Plan 9 from Syracuse is a documentary by independent filmmaker Ryan Dacko about his attempt to gain attention of film producer Mark Cuban by staging a cross-country run from Syracuse, New York, to Hollywood.

Despite a lack of experience in marathon running, Dacko left from Syracuse's Eastwood Palace Theatre on August 15, 2006. He planned to reach Hollywood in 90 days, but problems with weather and unreliable support crews delayed his arrival until December 31, a 139-day journey. In the course of the run, he used the Internet to urge supporters to lobby Mark Cuban to agree for a meeting. Cuban, learning about the endeavor, responded negatively and refused to meet with Dacko.

With this run, Dacko became the 175th person to cross America on foot (Dacko was the 166th male, the 30th supported run, and the 201st crossing overall among other stats).

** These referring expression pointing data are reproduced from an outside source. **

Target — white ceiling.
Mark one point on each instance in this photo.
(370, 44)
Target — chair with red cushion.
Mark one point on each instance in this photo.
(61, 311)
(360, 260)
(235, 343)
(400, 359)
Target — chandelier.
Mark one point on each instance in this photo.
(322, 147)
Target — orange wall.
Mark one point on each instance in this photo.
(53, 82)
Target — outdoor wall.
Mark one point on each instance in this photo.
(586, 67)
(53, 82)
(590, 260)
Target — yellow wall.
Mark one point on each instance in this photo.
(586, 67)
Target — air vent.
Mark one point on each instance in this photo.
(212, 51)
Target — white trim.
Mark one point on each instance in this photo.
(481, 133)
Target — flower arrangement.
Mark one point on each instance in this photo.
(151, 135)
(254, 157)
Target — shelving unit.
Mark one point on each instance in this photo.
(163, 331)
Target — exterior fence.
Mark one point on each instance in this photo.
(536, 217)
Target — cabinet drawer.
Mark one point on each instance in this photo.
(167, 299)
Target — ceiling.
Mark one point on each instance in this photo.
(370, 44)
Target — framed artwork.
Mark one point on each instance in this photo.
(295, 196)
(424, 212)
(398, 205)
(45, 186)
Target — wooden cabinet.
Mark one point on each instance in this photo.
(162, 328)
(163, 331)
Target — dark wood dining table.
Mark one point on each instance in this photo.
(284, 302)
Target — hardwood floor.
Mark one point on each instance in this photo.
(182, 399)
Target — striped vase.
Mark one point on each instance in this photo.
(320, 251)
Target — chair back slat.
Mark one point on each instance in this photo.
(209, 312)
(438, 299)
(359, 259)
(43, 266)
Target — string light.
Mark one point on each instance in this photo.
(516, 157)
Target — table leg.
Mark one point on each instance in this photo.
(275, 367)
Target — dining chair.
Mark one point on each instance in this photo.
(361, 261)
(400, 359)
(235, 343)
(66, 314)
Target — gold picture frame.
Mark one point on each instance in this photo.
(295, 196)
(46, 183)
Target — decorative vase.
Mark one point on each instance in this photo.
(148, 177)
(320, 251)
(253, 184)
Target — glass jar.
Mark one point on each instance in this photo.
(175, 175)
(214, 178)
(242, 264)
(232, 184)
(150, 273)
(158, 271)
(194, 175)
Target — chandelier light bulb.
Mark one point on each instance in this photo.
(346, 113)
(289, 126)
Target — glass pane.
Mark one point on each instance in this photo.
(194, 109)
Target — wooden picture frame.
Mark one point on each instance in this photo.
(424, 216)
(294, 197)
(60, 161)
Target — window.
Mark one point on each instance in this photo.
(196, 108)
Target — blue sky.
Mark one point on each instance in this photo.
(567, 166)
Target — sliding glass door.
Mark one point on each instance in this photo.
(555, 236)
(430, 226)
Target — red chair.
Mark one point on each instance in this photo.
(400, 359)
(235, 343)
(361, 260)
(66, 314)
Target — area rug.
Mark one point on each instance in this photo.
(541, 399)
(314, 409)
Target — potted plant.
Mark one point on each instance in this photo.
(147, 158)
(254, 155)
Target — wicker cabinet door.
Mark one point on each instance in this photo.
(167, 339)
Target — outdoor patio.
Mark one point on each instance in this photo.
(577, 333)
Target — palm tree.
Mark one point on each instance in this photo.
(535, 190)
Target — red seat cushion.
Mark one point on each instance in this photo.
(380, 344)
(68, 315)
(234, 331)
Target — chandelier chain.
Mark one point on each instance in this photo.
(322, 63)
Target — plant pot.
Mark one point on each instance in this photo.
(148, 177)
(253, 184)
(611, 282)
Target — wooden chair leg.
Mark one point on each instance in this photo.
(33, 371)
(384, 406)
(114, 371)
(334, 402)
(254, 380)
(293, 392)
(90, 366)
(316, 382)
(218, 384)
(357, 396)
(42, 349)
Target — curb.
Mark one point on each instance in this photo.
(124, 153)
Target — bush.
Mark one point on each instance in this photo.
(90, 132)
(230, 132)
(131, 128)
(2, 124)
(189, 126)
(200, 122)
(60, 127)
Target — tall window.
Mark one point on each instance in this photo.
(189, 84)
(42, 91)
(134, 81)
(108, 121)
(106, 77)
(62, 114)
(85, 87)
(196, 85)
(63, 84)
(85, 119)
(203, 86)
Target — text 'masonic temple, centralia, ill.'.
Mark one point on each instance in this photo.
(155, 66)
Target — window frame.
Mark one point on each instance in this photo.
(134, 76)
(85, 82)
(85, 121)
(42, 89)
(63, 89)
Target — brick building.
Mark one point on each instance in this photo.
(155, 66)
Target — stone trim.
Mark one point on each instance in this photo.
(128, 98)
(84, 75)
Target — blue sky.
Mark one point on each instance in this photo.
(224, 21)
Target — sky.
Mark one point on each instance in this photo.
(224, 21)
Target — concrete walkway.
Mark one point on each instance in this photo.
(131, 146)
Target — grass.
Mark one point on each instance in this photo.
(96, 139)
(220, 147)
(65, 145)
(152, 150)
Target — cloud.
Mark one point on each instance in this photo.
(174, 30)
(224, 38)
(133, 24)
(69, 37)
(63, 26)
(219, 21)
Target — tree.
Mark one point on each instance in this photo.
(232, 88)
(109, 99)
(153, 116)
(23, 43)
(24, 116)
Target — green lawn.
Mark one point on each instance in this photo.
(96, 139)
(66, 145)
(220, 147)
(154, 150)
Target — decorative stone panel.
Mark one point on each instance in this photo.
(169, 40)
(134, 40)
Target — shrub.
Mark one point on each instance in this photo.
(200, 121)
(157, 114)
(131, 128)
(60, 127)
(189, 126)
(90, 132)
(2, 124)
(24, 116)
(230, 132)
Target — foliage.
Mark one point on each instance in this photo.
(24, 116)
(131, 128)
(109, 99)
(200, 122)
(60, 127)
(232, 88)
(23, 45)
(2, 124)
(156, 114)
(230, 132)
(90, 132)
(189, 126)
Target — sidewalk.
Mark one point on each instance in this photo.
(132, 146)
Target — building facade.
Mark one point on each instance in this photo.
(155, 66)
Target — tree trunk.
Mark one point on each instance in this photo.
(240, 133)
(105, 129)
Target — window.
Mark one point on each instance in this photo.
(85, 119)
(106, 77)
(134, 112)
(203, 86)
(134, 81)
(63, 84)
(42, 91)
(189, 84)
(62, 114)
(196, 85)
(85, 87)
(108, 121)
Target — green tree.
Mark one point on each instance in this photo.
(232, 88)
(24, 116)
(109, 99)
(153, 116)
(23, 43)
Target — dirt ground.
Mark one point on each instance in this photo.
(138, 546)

Plan 9 from Syracuse had its premiere at the B-Movie Film Festival in October 2007. Two months later, it was reviewed by Film Threat as "the best documentary of the year, bar none." It was screened on the U.S. film festival circuit, winning awards for Best Picture and Best Director at the 2008 New Haven Underground Film Festival. The film was released on DVD release on August 26, 2008, by SRS Cinema.